I love Faker, I use it in my seeds.rb all the time to populate my dev environment with real-ish looking data.

I've also just started using Factory Girl which also saves a lot of time - but when i sleuth around the web for code examples I don't see much evidence of people combining the two.

Q. Is there a good reason why people don't use faker in a factory?

My feeling is that by doing so I'd increase the robustness of my tests by seeding random - but predictable - data each time, which hopefully would increase the chances of a bug popping up.

But perhaps that's incorrect and there is either no benefit over hard coding a factory or I'm not seeing a potential pitfall. Is there a good reason why these two gems should or shouldn't be combined?


Solution

  • Some people argue against it, as here.
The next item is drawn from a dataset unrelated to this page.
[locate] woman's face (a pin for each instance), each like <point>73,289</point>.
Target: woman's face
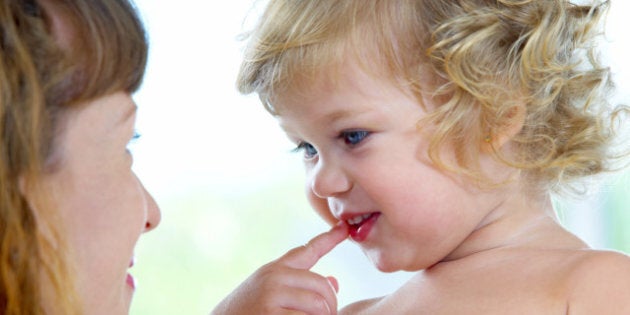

    DO NOT USE RANDOM ATTRIBUTE VALUES

    One common pattern is to use a fake data library (like Faker or Forgery) to generate random values on the fly. This may seem attractive for names, email addresses or telephone numbers, but it serves no real purpose. Creating unique values is simple enough with sequences:

    FactoryGirl.define do   
      sequence(:title) { |n| "Example title #{n}" }
    
      factory :post do
        title
      end 
    end
    
    FactoryGirl.create(:post).title # => 'Example title 1' 
    

    Your randomised data might at some stage trigger unexpected results in your tests, making your factories frustrating to work with. Any value that might affect your test outcome in some way would have to be overridden, meaning:

    Over time, you will discover new attributes that cause your test to fail sometimes. This is a frustrating process, since tests might fail only once in every ten or hundred runs – depending on how many attributes and possible values there are, and which combination triggers the bug. You will have to list every such random attribute in every test to override it, which is silly. So, you create non-random factories, thereby negating any benefit of the original randomness. One might argue, as Henrik Nyh does, that random values help you discover bugs. While possible, that obviously means you have a bigger problem: holes in your test suite. In the worst case scenario the bug still goes undetected; in the best case scenario you get a cryptic error message that disappears the next time you run the test, making it hard to debug. True, a cryptic error is better than no error, but randomised factories remain a poor substitute for proper unit tests, code review and TDD to prevent these problems.

    Randomised factories are therefore not only not worth the effort, they even give you false confidence in your tests, which is worse than having no tests at all.

    But there's nothing stopping you from doing it if you want to, just do it.

    Oh, and there is an even easier way to inline a sequence in recent FactoryGirl, that quote was written for an older version.